Una figura dall’argentea chioma ci accoglie in su la soglia, ostentando la garbatezza che abbiamo avuto modo di sperimentare in questi due giorni, sì come due anni fa (lo scorrere del tempo non sempre ingentilisce, anzi). Si preoccupa di indicarci con dovizia di dettagli i molteplici obblighi di spettatore: la formula dei quali è però efficacemente ridotta, tramite l’omissione del “si pregano i gentili spettatori di”.
Varchiamo lentamente l’entrata, per immergersi nello spettacolo: ci accolgono artisti con svolazzanti vesti candide e nasi rossi, che porgono a ogni spettatore una carta da gioco. Non ci dilunghiamo a spiegare cosa sia gabbathà, basti sapere che vuole rappresentare un anello di congiunzione tra l’aleatorietà dei giochi da tavolo e la vicenda di Gesù.

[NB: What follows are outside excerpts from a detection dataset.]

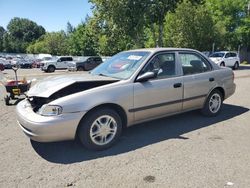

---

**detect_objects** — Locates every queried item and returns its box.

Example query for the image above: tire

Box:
[77,66,84,71]
[4,95,10,106]
[201,89,223,117]
[220,62,225,67]
[233,61,239,70]
[77,108,122,150]
[47,65,56,72]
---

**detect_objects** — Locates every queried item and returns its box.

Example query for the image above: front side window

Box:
[209,52,225,58]
[225,53,231,58]
[91,51,150,80]
[179,53,211,75]
[141,53,176,79]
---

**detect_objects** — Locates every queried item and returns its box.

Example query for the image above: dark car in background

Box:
[68,56,103,71]
[0,63,4,71]
[18,59,32,69]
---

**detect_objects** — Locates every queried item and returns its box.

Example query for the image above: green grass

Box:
[241,61,248,65]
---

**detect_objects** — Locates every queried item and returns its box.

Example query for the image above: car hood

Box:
[27,74,118,98]
[41,60,56,63]
[209,57,222,62]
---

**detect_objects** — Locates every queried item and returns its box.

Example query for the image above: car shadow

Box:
[31,104,249,164]
[238,65,250,70]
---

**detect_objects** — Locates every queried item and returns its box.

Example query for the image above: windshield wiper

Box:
[97,73,109,77]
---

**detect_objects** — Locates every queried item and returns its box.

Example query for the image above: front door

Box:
[131,53,183,122]
[179,52,216,110]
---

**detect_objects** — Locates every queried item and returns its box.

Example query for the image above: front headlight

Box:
[38,104,63,116]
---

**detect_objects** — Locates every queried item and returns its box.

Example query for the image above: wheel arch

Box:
[47,64,56,71]
[75,103,128,138]
[203,86,225,106]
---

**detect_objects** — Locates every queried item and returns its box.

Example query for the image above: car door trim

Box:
[128,95,207,112]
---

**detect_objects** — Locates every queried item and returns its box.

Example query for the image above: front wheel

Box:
[201,89,223,116]
[78,108,122,150]
[47,65,56,72]
[233,62,239,70]
[220,62,225,67]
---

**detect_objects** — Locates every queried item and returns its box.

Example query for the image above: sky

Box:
[0,0,92,32]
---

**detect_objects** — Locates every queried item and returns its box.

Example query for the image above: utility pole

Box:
[247,1,250,16]
[212,43,215,54]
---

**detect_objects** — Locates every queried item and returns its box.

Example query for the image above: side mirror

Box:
[136,72,156,82]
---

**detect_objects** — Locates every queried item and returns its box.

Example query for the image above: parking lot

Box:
[0,66,250,188]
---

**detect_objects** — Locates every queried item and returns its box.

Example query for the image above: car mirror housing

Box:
[136,72,156,82]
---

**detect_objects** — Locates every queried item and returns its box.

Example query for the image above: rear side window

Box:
[95,57,102,61]
[179,52,211,75]
[225,53,231,58]
[65,57,73,61]
[231,53,237,57]
[142,53,176,79]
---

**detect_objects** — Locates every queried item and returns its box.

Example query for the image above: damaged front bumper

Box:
[16,99,85,142]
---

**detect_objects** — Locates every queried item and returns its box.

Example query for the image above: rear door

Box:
[130,52,183,122]
[178,51,216,110]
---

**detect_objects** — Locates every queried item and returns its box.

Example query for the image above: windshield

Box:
[210,53,225,57]
[91,51,150,80]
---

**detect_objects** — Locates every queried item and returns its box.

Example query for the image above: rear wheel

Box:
[220,62,225,67]
[233,61,239,70]
[78,108,122,150]
[77,66,84,71]
[47,65,56,72]
[4,95,10,106]
[201,89,223,116]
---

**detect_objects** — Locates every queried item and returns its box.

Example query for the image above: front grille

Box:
[18,122,32,133]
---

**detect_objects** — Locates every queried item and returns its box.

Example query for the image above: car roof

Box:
[214,51,236,53]
[128,48,202,53]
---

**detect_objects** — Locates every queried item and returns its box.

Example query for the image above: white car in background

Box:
[40,56,73,72]
[209,51,240,70]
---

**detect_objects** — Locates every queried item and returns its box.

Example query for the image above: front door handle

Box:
[174,83,182,88]
[209,78,214,82]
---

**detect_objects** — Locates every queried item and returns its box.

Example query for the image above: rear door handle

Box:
[209,78,214,82]
[174,83,182,88]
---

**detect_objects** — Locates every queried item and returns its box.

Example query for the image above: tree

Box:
[68,20,97,56]
[27,31,68,55]
[164,0,216,51]
[0,26,6,52]
[7,17,45,52]
[206,0,248,50]
[66,22,75,35]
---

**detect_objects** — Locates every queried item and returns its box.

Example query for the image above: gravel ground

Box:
[0,66,250,188]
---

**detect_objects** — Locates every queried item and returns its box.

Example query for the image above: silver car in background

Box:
[16,48,235,150]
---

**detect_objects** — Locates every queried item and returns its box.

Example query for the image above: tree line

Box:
[0,0,250,56]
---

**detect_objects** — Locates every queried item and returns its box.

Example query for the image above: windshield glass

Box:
[91,51,150,80]
[210,52,225,57]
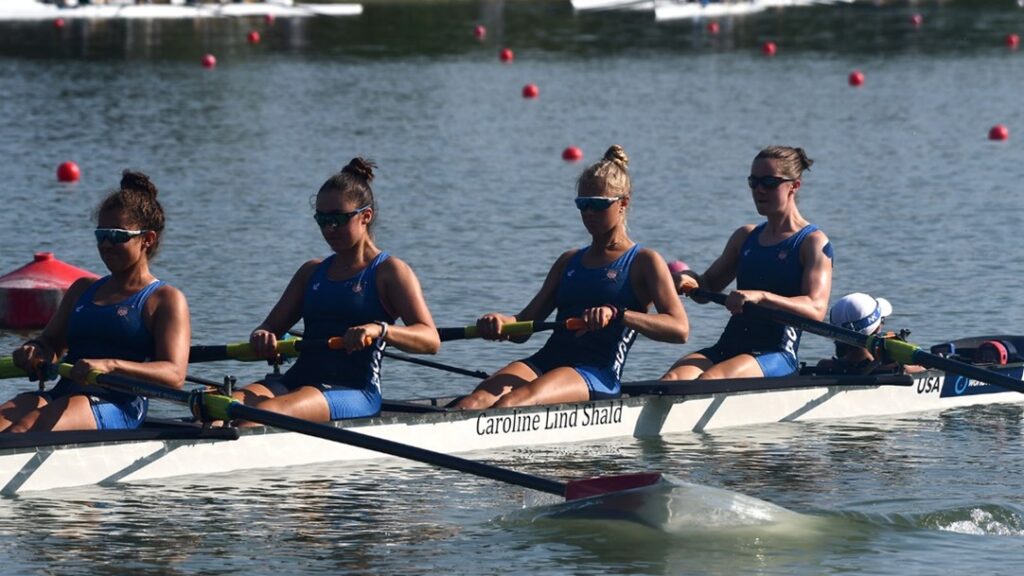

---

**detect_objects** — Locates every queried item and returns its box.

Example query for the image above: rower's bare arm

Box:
[380,257,441,354]
[623,248,690,343]
[758,231,833,322]
[699,224,755,292]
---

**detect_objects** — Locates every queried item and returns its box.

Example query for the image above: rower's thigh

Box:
[662,353,715,380]
[10,394,96,431]
[699,354,764,380]
[495,367,590,408]
[0,393,46,431]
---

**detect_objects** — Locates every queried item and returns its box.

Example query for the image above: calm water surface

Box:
[0,0,1024,574]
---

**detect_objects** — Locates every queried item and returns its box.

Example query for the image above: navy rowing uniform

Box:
[699,222,833,376]
[43,276,164,429]
[282,252,394,420]
[521,244,646,393]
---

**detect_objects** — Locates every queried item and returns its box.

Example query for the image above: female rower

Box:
[662,147,833,380]
[0,170,191,433]
[234,158,440,421]
[457,146,689,409]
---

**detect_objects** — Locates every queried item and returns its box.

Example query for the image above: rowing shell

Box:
[0,364,1024,494]
[0,0,362,20]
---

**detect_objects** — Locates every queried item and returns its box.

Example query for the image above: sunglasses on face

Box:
[746,175,797,190]
[575,196,623,212]
[92,228,150,244]
[313,204,370,229]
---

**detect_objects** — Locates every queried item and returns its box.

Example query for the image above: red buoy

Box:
[0,252,96,330]
[988,124,1010,140]
[57,161,82,182]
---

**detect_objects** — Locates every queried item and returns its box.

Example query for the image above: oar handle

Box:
[437,318,586,342]
[0,356,25,378]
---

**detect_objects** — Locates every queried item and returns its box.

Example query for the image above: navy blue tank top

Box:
[538,244,646,378]
[719,222,831,356]
[54,276,164,409]
[284,252,394,390]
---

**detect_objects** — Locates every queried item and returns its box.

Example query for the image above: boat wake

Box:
[504,477,819,537]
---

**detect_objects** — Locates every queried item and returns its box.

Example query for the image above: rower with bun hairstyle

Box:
[662,146,833,380]
[457,146,689,409]
[233,158,440,422]
[0,170,191,433]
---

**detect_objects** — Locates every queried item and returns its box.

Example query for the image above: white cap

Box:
[828,292,893,334]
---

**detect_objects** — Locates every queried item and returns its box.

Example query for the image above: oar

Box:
[437,318,586,342]
[57,364,662,500]
[690,288,1024,393]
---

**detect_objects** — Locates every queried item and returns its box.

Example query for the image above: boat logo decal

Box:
[476,400,624,436]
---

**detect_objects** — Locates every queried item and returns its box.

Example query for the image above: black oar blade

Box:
[565,472,662,501]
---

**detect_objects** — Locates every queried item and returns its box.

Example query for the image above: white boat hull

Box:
[0,0,362,20]
[0,366,1024,494]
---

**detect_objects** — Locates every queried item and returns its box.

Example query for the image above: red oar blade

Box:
[565,472,662,501]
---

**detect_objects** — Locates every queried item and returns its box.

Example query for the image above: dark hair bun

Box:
[341,156,377,182]
[121,170,157,198]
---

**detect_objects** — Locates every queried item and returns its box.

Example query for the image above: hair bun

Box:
[341,156,377,182]
[121,170,157,198]
[604,145,630,168]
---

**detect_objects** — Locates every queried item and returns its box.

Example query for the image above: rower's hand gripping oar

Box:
[437,318,587,342]
[58,364,662,500]
[687,288,1024,393]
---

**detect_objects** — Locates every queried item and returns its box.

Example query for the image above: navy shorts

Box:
[697,344,800,378]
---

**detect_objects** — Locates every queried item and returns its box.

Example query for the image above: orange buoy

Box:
[0,252,97,330]
[988,124,1010,140]
[57,161,82,182]
[562,146,583,162]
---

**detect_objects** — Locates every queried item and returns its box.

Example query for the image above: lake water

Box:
[0,0,1024,574]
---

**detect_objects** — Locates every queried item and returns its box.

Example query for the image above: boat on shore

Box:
[0,338,1024,495]
[0,0,362,22]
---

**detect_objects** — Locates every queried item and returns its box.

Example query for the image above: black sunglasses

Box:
[746,175,797,190]
[313,204,370,229]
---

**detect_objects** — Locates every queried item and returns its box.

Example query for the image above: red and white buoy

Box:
[57,160,82,182]
[0,252,96,330]
[988,124,1010,140]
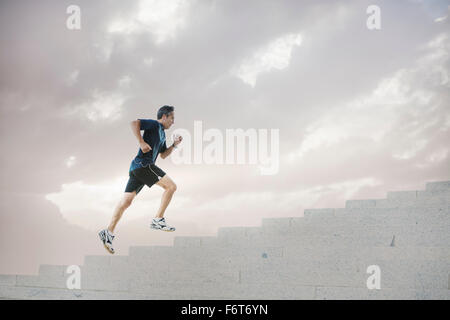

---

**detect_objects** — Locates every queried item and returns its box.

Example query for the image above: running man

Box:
[99,106,183,254]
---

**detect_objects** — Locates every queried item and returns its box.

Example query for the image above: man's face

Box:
[162,111,175,130]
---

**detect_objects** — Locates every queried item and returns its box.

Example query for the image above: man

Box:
[99,106,182,254]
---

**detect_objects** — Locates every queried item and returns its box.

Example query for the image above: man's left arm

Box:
[161,136,183,159]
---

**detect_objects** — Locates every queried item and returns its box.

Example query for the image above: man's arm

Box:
[161,144,174,159]
[161,136,183,159]
[130,120,152,153]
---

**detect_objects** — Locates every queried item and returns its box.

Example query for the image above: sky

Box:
[0,0,450,274]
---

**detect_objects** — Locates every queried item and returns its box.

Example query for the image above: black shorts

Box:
[125,164,166,194]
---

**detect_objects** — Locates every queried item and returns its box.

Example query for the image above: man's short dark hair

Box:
[157,106,175,120]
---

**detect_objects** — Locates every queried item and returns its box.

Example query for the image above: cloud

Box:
[231,34,302,87]
[63,89,127,122]
[289,34,449,161]
[108,0,195,45]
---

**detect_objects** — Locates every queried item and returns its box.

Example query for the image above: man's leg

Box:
[156,174,177,218]
[108,191,136,233]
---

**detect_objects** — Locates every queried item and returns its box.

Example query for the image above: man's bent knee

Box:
[120,191,136,208]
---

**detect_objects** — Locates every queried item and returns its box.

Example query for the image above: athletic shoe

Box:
[150,218,175,232]
[98,229,115,254]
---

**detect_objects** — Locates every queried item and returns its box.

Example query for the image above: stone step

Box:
[260,207,450,234]
[426,181,450,191]
[16,265,66,288]
[298,203,450,220]
[240,259,450,289]
[0,283,450,300]
[64,248,450,292]
[0,274,17,286]
[387,189,450,200]
[345,192,450,208]
[129,245,450,265]
[315,286,450,300]
[199,233,450,247]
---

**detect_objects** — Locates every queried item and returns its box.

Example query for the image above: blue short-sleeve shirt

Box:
[129,119,167,172]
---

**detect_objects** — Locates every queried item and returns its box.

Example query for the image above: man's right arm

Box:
[130,120,152,153]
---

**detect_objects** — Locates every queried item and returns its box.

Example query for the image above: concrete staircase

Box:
[0,181,450,300]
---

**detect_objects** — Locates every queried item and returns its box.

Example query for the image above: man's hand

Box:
[173,134,183,146]
[140,141,152,153]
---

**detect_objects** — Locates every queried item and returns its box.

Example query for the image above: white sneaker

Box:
[150,217,175,232]
[98,229,115,254]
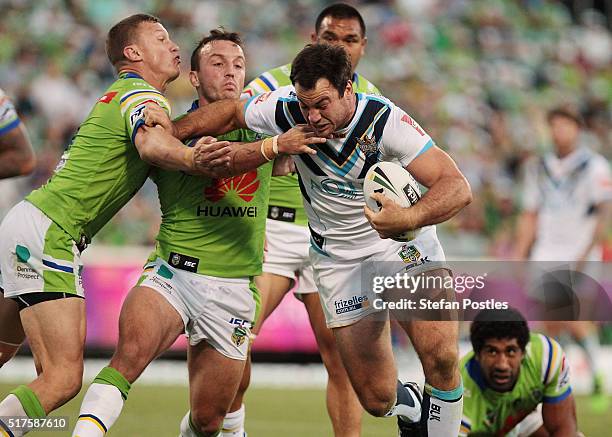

L’opera che i quattro attori-maschere propongono fa uso di diapositive (proiettate su un rosone in tela), musica, azione scenica e interazione continua con il pubblico. Pur avendo una struttura apparentemente definita, si gioca sulla casualità delle scelte della platea, in una rappresentazione fluida e dinamica, che si plasma poco alla volta. Riecheggia, in questo senso, la definizione di aleatorietà che il fisico Eppler-Meyer utilizzò per definire le composizioni di Cage: un processo è aleatorio se definito nelle sue linee generali, ma casuale nel suo svolgimento. Il gioco sta nel presentare l’intera opera come una sorta di ruota della fortuna in cui numeri e pubblico definiscano gli episodi che attori narreranno.
Ad azionare la ruota, a sostituire, forse, il dio amorevole dei Vangeli, vi è Giuda Iscariota (Giampaolo Gotti), il traditore, figura piena di fascino, perché contrapposto, eppure mai veramente antitetico, a Gesù, nonché rappresentativo di svariati temi: l’amore, il peccato, il pentimento, l’incapacità di perdonarsi, la morte auto-inflitta. L’impostazione dell’opera è, insomma, interessante: i quadri hanno un loro equilibrio interno, gli attori hanno un loro modulo espressivo, la scelta delle musiche è coerente, il filo conduttore sembra reggere. Giuda, nelle vesti di inusuale conduttore, diviene presto insistente e ripetitivo, e ovviamente, una volta abituati al gioco, il tedio fa capolino.
Grazie al coinvolgimento diretto, il pubblico è tuttavia divertito. Il tema biblico rimane superficiale, accostato a una retorica figlia di quella televisiva, che produce un goffo incrocio tra circo e villaggio vacanze. Il sacro viene recuperato solo in ultima battuta, con una frase evangelica regalata alla platea, stridendo con l’impostazione dissacrante dell’intera rappresentazione.